第九十八話・帝都へ

城攻めは難しいものだ。
攻める側は、城を守らんとする軍勢を蹴散らし、騎馬隊の進路を塞ぐ防御柵や兵を伏せ、真下から敵兵目掛けて槍を繰り出すための塹壕などの様々な障害を越えなければならない。
命懸けでその障害を越えると、今度は城壁を守る広く大きな堀が待っている。
城壁を囲む水の防御は広く、人は如何にそれらを避けて城壁を破るのかを模索しなければならない上、城塞に立て籠もる兵たちの放つ矢や投石を、攻める側は何度も潜り抜けなければならないのである。
さらに城門は固く閉ざされ、丸太などの攻城兵器などがなければ開けることは出来ない。
神聖ルオゥム帝国皇帝・ノエル=ルオゥムは謀反を起こされたとは言え自分の居城、ましてや帝国中から避難してきた臣民の立て籠もる帝都を攻めなければならないという複雑な思いで、帝都到着までの軍議の席にいた。
軍議、とはいうものの、出席者は学園都市セラエノ軍からは同盟軍総司令官・紅龍雅と彼の恋人である褐色のリザードマン、アルフォンス。
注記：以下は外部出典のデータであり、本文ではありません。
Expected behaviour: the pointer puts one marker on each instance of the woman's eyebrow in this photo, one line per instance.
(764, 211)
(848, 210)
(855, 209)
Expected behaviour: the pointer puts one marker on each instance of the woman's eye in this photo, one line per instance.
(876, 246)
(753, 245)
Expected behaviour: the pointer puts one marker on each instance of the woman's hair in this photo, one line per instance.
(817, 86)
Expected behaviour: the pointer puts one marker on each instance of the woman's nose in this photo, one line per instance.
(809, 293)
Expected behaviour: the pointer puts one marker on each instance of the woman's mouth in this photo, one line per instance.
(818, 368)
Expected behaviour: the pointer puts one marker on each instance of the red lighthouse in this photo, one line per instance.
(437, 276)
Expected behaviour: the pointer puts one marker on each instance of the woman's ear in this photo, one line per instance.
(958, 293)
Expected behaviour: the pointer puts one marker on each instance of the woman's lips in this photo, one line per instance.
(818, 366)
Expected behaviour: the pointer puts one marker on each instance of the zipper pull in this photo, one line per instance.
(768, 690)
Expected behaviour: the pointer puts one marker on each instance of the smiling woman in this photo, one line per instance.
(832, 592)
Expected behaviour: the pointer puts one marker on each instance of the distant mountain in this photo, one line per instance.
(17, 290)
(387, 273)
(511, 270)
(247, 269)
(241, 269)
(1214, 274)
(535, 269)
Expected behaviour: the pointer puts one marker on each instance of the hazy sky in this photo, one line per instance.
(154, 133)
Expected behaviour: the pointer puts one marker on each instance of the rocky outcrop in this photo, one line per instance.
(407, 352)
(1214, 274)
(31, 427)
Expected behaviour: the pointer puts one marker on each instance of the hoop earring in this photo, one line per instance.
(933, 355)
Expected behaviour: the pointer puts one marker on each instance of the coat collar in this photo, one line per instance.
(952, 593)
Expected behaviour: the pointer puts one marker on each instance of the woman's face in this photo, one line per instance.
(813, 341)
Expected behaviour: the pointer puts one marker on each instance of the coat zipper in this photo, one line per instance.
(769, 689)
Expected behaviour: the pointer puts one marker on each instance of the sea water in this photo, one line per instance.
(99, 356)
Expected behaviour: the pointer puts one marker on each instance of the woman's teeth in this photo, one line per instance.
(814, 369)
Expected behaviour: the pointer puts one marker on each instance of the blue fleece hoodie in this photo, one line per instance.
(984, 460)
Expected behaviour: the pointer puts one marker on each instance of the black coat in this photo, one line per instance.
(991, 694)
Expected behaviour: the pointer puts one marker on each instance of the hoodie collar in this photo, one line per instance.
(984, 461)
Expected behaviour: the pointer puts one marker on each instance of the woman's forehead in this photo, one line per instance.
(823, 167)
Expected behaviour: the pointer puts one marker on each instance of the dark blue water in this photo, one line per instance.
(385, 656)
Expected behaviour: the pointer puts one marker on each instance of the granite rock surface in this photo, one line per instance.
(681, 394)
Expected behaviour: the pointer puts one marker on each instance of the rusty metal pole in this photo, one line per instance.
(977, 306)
帝国軍からはノエル帝と彼女の大伯父であるリヒャルトの4名だけの馬車の中で行われた軍議であった。
彼らに留まって腰を据えて意見を交わす時間はない。
セラエノ軍軍師、バフォメットのイチゴがヴァルハリア・旧フウム王国連合軍を足止めしているうちに方向性を決めなければならないのだが、思いの外軍議に張り詰めた空気は流れていなかった。
それは、ノエル帝が帝都コクトゥの詳細を語ったことに起因する。


「ない。」
「はぁ!?」
ノエル帝の返答に龍雅は素っ頓狂な声を上げた。
「だから帝都コクトゥには堀もなければ、そのような防御装置的な塹壕なども存在しない、と余は言ったのだ。帝国がコクトゥを帝都と定めてから300年、帝国は一度も外敵に足を踏み入れさせたことはなく、当然帝都も外敵に晒されたことはない。余の代になってから文化の発展を妨げる教会との関係を徐々に断つべく帝都の大改革に着手をしてきたが、帝国もこれで財政は厳しくてな。城壁や防御機能の改築、増築まで手が回らなかった。」
皇帝の乗る馬車に相応しい上質な椅子の上でノエル帝は足を組む。
ノエル帝の言葉に呆気に取られたのは龍雅とアルフォンスだった。
龍雅はともかく、セラエノに来るまでは戦場とは無縁の暮らしをしていたアルフォンスでさえ、堀などの役割が如何に重要であるかを知っている。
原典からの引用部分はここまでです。